When Hitler remilitarized the Rhineland in March 1936, Anglo-French relations were at a post-war low. To the problems of the 1920s-- reparations, war debts, the middle-east--were added the tensions over re-armament, France's eastern alliances, the Franco-Italian rapprochement, the Anglo-German naval agreement, and mutual recriminations over the Ethiopian crisis. In essence, the French found the British to be insensitive to its security needs; the British found the French obsession with security to be inimical to an understanding with Germany. Paradoxically, on Martin Thomas' account, the election of the Popular Front government, so different ideologically from that of Great Britain, marked the beginnings of a warmer relationship. It was under the Popular Front that the French began to lay the groundwork for an effective peace-time alliance. The "bedrock of Popular Front diplomacy would be the continued effort to draw Britain further into continental affairs, not by challenging British appeasement policy but by appropriating it" (p. 55). By this, the author means that the French remained sceptical of the possibility of taming German territorial ambitions by appeasing them, but wanted to demonstrate to the British that if, as they were certain would be the case, her appeasement efforts failed, the failure could not be blamed on French truculence.
The book is based on an very thorough knowledge of the relevant French and British archives. It is classic diplomatic history, but pays due obeisance to the importance of financial matters and, at least with respect to France, demonstrates some sensitivity to domestic politics. Nonetheless, there remains a great deal of what Monsieur X said to Lord Y in this account. No crime that, but at times it is uncommonly hard to dig a clear thesis out of this dense text. What, for example, are we to make of the Anglo-French-Belgium staff talks in the spring of 1936? Either they had "a lasting symbolic importance" (p. 41), or "they did not add up to much" (p. 42). Much of the time the reader feels treated to an extensive, nuanced, well informed discussion of assorted diplomatic dead-ends. The negotiations over colonies are a case in point. In 1936-37 significant elements in the British diplomatic establishment (but not the foreign secretary, Anthony Eden) felt that yielding (mostly French) colonies to Germany would either appease German appetites or, at a minimum, strengthen assorted "moderates" surrounding the German economics minister Hjalmar Schacht. An entire chapter is devoted to this issue despite the fact that Lord Plymouth, who headed a committee on the feasibility of colonial concessions, reported (correctly) that Hitler would not be satisfied with British or French colonies. Moreover, Leon Blum's abortive discussion with Schacht in August 1936 notwithstanding, neither Andre Francois-Poncet, Germanophile French ambassador to Germany, nor Marius Moutet, Socialist minister of colonies, nor the entire French general staff were anything but utterly hostile to the whole enterprise. Similarly, the history of both French and British re-armament in the late 1930s is well known. The author promises not to rehash this issue but rather "to assess rearmament as a feature within Anglo-French relations" (p. 147). Yet we soon learn that "there was remarkably little British impact upon the direction of French rearmament" during the period under discussion (p. 154).
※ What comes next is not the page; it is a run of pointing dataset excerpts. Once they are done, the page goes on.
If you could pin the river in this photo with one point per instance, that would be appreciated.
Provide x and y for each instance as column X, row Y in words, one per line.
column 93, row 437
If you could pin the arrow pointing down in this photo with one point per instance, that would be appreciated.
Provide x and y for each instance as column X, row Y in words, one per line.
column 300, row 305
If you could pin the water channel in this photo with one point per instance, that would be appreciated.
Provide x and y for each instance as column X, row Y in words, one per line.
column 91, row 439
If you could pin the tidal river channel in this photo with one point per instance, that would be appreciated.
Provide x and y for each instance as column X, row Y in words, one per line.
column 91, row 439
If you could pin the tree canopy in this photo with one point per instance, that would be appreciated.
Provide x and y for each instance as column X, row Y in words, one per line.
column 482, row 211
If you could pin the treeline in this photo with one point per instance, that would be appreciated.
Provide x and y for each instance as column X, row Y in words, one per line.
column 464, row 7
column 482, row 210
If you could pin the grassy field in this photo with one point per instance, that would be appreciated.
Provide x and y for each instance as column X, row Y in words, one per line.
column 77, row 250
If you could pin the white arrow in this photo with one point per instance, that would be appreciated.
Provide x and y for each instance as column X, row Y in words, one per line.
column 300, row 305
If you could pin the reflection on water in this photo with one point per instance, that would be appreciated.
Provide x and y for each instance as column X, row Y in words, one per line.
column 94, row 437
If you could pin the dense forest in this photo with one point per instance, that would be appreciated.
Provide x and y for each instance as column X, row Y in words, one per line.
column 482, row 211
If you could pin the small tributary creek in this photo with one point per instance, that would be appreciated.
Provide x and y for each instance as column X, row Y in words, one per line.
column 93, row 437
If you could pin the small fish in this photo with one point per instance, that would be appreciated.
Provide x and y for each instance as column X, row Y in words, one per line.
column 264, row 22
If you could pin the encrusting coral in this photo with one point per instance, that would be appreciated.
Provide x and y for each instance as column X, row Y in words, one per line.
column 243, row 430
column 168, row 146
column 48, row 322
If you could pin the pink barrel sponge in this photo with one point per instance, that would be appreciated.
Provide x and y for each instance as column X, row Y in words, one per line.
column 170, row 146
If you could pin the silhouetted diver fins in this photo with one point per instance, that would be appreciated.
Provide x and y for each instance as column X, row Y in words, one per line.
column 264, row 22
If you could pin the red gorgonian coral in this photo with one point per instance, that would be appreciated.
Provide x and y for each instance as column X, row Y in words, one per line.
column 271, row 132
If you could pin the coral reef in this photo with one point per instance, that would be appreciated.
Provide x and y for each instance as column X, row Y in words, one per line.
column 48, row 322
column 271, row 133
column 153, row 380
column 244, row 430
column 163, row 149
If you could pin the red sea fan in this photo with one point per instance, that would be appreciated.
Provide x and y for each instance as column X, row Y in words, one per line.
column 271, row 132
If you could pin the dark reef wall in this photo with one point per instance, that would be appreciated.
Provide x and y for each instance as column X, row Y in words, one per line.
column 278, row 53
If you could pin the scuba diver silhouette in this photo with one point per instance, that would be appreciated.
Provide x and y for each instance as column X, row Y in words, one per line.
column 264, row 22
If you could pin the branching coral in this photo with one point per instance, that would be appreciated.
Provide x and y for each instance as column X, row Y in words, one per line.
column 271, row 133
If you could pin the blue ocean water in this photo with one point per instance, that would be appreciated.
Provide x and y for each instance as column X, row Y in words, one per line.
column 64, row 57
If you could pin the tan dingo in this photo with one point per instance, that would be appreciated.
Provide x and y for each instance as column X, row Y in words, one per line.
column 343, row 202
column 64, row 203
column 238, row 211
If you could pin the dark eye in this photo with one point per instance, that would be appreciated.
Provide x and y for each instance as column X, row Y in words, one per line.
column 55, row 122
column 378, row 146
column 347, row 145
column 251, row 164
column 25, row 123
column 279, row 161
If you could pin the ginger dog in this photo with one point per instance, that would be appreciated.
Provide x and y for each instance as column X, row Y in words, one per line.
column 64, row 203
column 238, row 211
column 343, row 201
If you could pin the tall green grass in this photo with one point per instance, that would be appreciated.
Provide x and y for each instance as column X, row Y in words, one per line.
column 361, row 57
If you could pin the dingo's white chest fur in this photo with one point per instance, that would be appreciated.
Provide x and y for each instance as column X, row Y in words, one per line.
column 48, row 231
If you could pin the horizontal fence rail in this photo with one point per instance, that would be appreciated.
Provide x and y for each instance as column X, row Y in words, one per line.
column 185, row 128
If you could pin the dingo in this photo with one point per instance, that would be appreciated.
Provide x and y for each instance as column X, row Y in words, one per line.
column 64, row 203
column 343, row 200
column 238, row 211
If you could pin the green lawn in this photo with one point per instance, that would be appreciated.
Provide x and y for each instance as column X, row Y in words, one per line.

It may be that Anglo-French relations improve under the Popular Front. Certainly the British professed a distinct preference for dealing with Leon Blum and Yvon Delbos as opposed to, say, Louis Barthou or, especially, Pierre Laval. But serious tensions persisted: over Spain, Ethiopia and former German colonies. As the author notes, the relationship was rather more tense by the end of 1937 than had been the case six months earlier. Such improvement as there was would appear to owe less to French diplomacy than to "Britain's strategic dependence upon France" (p. 231). And, when his story ends, in the spring of 1938, it is not at all clear that the French had made much progress in weaning the British off their penchant for appeasement. Nor would anything in the next six months suggest such a development.
In spite of the title _Britain, France and Appeasement_, this is a book which says nothing about the Munich settlement. Georges Bonnet, a name as intimately associated with appeasement as is that of Neville Chamberlain, appears primarily in his capacity as minister of finance. The key here is the subtitle, _Anglo-French Relations in the Popular Front Era_, which permits the author to end his account with--and really before-- Blum's ephemeral second government (March-April 1938). Just when the Popular Front ended is a matter of debate: from some perspectives it was dead with the defeat of Blum's first government on 22 June 1937 and deader still with the formation of the Chautemps government, without socialist participation, on 18 January 1938. The logic which insists that the Popular Front was still alive in March 1938 is the same logic that has it lasting until 30 November of the same year. But such periodicity would ruin the author's thesis. On the last page of the book, he assures readers that "French willingness to fall in with the early stages of Chamberlain's distinctive appeasement in 1936 and 1937 did not presage the humiliating French appeasement at Munich in September 1938" (p. 234). No compelling arguments are adduced for this proposition and most readers are likely to conclude that exactly the opposite is true.